New concept: treating nonproliferative diabetic retinopathy with light adaptation of rods during sleep

J R Heckenlively 1,*
PMCID: PMC3234486  PMID: 22056867

Arden et al1, 2 have tested the hypothesis that keeping an eye with mild diabetic retinopathy light adapted during sleep will substantially reduce rod oxygen consumption, and thus will have remedial effects on the disease by making the retina less hypoxic. In the dark, rods maintain the phototransduction dark current, and the result is oxygen consumption by rods in the dark is greater than any other cell in the retina.3 In experiments by Okawa et al,4 bright light decreased retinal O2 consumption in the mouse by 40–60% they found that the decrease is mostly due to a drop in ATP consumption by the rods. Photoreceptors reside in an avascular zone and thus obtain oxygen by diffusion, mainly from the choroid, and also from the inner retinal circulation in dark. Studies in cat and macaque retinae in which oxygen microelectrodes are advanced from inner retina to choroid found a 30–40% PO2 difference between inner retina and the vicinity of rods.5, 6, 7 There was no detectable oxygen levels next to dark-adapted rods. In fact measurements in the outer plexiform layer found a large oxygen tension drop to zero, suggesting that there is a flow of oxygen from the inner retinal circulation to rods in the dark.1

Studies have appeared regularly in the ophthalmological literature during the last 30 years showing that oxygen levels are lowest in the region of dark-adapted rods, and reducing hypoxia in diabetics by breathing oxygen improved retinal function, for example, colour vision, ERG oscillatory potentials, or dark-adaptation sensitivity, but had no effect in normal subjects.

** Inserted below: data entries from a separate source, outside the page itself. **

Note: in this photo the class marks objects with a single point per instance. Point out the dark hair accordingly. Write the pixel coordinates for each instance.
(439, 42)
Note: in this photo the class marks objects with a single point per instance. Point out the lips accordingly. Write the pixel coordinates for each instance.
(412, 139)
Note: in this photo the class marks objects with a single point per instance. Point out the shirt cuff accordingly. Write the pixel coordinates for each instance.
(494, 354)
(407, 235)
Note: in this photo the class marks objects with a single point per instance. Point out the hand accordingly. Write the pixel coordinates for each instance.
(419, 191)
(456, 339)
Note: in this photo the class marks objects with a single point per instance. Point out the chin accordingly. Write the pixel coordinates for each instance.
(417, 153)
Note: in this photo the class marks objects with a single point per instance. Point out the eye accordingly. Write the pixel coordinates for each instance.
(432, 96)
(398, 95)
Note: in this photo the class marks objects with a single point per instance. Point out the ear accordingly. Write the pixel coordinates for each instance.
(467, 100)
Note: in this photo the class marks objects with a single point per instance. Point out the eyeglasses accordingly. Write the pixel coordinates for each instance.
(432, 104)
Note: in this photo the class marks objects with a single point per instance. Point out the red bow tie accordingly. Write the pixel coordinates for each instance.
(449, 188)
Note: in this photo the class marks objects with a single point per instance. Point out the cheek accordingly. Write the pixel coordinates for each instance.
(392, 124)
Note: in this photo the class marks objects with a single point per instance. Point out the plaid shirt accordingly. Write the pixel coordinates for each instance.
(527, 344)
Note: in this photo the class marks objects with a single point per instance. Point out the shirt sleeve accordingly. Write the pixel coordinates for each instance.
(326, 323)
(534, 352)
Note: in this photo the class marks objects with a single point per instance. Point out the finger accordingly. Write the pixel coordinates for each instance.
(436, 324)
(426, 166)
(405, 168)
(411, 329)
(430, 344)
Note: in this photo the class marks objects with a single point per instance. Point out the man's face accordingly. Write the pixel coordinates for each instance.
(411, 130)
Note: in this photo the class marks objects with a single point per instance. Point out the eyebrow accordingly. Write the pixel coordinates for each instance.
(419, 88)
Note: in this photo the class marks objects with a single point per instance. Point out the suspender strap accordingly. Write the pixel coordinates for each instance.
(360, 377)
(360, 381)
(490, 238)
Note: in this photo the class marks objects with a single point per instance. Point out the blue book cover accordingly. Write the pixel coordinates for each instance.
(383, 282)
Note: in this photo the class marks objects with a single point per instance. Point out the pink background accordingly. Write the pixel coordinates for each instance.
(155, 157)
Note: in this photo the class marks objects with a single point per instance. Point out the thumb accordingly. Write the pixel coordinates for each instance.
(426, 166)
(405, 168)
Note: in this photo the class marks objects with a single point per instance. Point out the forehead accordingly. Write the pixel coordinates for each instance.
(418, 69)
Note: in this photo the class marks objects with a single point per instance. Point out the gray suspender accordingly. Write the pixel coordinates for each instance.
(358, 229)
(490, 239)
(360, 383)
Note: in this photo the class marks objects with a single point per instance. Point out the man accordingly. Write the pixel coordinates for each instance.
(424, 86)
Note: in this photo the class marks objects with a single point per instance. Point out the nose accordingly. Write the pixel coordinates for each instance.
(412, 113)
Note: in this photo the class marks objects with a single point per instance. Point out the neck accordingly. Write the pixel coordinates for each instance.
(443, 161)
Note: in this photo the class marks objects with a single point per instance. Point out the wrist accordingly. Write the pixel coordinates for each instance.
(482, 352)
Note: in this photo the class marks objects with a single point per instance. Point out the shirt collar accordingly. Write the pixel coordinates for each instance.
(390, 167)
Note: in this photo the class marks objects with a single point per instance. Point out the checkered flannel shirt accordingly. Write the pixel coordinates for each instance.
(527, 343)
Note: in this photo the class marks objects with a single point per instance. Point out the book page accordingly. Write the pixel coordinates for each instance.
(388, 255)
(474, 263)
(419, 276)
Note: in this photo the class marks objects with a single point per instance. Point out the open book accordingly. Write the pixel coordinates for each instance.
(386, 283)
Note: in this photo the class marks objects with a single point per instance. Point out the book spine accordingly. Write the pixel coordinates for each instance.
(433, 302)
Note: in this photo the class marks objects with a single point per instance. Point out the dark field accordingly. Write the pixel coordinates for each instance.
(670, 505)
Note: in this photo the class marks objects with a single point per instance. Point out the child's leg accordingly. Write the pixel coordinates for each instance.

The project by Arden1, 8 reported in this issue9 tested the hypothesis that light adaptation of rods in sleeping patients with diabetic retinal oedema would improve with the use of light masks during sleep. This work was developed in clinical experiments by Professor Arden et al1 over more than a decade with step-by-step research: Documentation of how much light transmits through eyelids, what wavelength of light generated by light-emitting diodes (LEDs) would be optimal in light-adapting rods, but at intensities just enough to decrease oxygen consumption, but not enough to disturb the patients' sleep. Disposable light masks were designed with LEDs run by batteries, and thus were safe to the patient and easy to replace.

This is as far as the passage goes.